Patchwork [1/3,v4] Expose a mechanisem to trace block writes

login
register
mail settings
Submitter lirans@il.ibm.com
Date Oct. 12, 2009, 4:23 p.m.
Message ID <12553646173152-git-send-email-lirans@il.ibm.com>
Download mbox | patch
Permalink /patch/35774/
State New
Headers show

Comments

lirans@il.ibm.com - Oct. 12, 2009, 4:23 p.m.
To support live migration without shared storage we need to be able to trace
writes to disk while migrating. This Patch expose handler registration for 
above components to be notified about block writes.
Anthony Liguori - Oct. 21, 2009, 6:21 p.m.
Hi Liran,

lirans@il.ibm.com wrote:
> To support live migration without shared storage we need to be able to trace
> writes to disk while migrating. This Patch expose handler registration for 
> above components to be notified about block writes.
>
> diff --git a/block.c b/block.c
> index 33f3d65..bf5f7a6 100644
> --- a/block.c
> +++ b/block.c
> @@ -61,6 +61,8 @@ BlockDriverState *bdrv_first;
>  
>  static BlockDriver *first_drv;
>  
> +static BlockDriverDirtyHandler *bdrv_dirty_handler = NULL;
> +
>   

Should be a property of a BlockDriverState.  IOW, we should register a 
dirty callback for each block device we're interested in.

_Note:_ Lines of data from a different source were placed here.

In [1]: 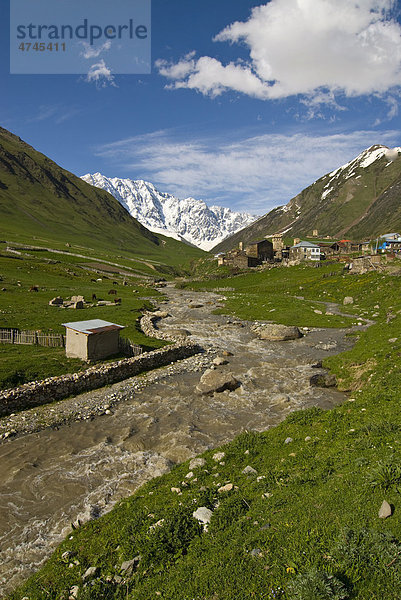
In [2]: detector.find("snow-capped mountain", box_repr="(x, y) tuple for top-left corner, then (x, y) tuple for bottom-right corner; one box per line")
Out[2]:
(81, 173), (256, 250)
(213, 144), (401, 252)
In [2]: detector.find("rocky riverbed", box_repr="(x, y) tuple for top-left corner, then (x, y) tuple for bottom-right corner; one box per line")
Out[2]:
(0, 287), (356, 592)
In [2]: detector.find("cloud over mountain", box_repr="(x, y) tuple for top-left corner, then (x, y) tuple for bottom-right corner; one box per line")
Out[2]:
(156, 0), (401, 103)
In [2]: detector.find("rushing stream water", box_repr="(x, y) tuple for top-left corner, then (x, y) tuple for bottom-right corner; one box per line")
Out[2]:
(0, 288), (350, 593)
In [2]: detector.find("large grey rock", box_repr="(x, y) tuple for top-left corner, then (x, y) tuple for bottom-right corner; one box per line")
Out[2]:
(120, 556), (141, 574)
(196, 369), (241, 394)
(254, 323), (303, 342)
(169, 329), (191, 338)
(82, 567), (99, 581)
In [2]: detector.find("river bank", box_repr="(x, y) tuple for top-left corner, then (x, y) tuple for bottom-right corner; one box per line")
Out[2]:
(0, 288), (351, 591)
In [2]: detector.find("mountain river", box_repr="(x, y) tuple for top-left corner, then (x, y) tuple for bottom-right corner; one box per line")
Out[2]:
(0, 286), (351, 594)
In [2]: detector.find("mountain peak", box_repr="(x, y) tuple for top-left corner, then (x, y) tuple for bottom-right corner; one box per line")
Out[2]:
(81, 173), (256, 250)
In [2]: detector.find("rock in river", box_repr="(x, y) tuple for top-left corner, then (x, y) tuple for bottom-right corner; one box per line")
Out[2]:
(254, 323), (303, 342)
(196, 369), (241, 394)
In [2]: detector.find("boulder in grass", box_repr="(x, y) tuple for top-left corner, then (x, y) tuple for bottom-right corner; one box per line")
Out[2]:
(255, 323), (303, 342)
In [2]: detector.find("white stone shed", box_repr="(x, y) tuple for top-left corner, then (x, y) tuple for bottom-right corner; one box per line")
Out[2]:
(63, 319), (124, 360)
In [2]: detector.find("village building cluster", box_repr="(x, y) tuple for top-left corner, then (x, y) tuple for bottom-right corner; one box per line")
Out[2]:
(216, 230), (401, 269)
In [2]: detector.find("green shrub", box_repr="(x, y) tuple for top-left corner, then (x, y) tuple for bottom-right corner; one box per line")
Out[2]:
(288, 569), (349, 600)
(330, 528), (401, 579)
(368, 460), (401, 490)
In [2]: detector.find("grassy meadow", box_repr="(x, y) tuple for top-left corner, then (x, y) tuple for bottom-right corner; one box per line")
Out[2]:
(0, 246), (167, 388)
(10, 258), (401, 600)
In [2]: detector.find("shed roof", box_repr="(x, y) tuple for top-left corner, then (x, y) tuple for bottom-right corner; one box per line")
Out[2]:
(62, 319), (124, 335)
(292, 242), (319, 248)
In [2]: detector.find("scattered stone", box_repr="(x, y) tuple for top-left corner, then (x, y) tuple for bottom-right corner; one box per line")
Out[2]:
(149, 519), (164, 531)
(379, 500), (393, 519)
(49, 296), (64, 306)
(170, 329), (191, 338)
(120, 556), (141, 575)
(82, 567), (99, 581)
(192, 506), (213, 525)
(195, 369), (241, 395)
(213, 356), (228, 367)
(309, 373), (337, 387)
(242, 465), (258, 475)
(213, 452), (226, 462)
(153, 310), (170, 319)
(68, 585), (79, 600)
(253, 323), (303, 342)
(217, 483), (234, 494)
(189, 458), (206, 471)
(319, 342), (337, 350)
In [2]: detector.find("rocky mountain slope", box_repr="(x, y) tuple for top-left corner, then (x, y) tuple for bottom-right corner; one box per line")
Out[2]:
(0, 128), (205, 262)
(81, 173), (255, 250)
(214, 145), (401, 252)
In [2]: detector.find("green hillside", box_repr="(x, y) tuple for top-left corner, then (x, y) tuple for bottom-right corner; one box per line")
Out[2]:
(213, 146), (401, 252)
(9, 261), (401, 600)
(0, 128), (203, 267)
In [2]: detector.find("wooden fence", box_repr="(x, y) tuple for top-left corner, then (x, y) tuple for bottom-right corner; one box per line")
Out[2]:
(0, 328), (65, 348)
(118, 338), (143, 356)
(118, 338), (143, 356)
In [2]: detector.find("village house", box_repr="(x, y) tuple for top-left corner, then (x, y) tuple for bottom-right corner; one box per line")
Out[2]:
(63, 319), (124, 360)
(377, 233), (401, 252)
(217, 240), (273, 269)
(290, 240), (321, 260)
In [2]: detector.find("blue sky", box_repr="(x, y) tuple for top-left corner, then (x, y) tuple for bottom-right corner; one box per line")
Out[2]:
(0, 0), (401, 214)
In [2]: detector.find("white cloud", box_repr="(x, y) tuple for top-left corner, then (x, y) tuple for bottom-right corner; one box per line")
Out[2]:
(156, 0), (401, 106)
(93, 131), (400, 214)
(81, 40), (111, 59)
(86, 58), (116, 87)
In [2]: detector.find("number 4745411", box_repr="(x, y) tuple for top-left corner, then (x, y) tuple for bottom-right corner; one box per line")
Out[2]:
(18, 42), (65, 52)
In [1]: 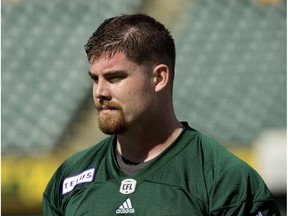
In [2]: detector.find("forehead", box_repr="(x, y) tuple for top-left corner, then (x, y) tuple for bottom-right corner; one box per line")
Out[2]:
(90, 53), (137, 72)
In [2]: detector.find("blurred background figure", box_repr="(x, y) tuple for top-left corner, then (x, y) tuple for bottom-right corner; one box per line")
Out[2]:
(1, 0), (287, 215)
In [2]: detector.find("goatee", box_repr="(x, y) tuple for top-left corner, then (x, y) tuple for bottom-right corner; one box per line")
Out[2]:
(95, 102), (127, 135)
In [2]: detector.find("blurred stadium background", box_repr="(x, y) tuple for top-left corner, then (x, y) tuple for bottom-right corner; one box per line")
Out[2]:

>  int path_is_absolute(const char *path)
>  {
>      const char *p;
> @@ -626,6 +628,10 @@ int bdrv_write(BlockDriverState *bs, int64_t sector_num,
>      if (bdrv_check_request(bs, sector_num, nb_sectors))
>          return -EIO;
>  
> +    if(bdrv_dirty_handler != NULL) {
> +      bdrv_dirty_handler(bs, sector_num, nb_sectors);
> +    }
> +    
>      return drv->bdrv_write(bs, sector_num, buf, nb_sectors);
>  }
>   

CodingStyle seems off.

We have to be careful in these cases to check for whether we're dealing 
with BDRV_FILE.  In the case of something like qcow2, you would get two 
dirty callbacks as this code stands.  The first would be what the guest 
actually writes and then the second (and potentially third) would be 
qcow2 metadata updates along with writing the actual data to disk.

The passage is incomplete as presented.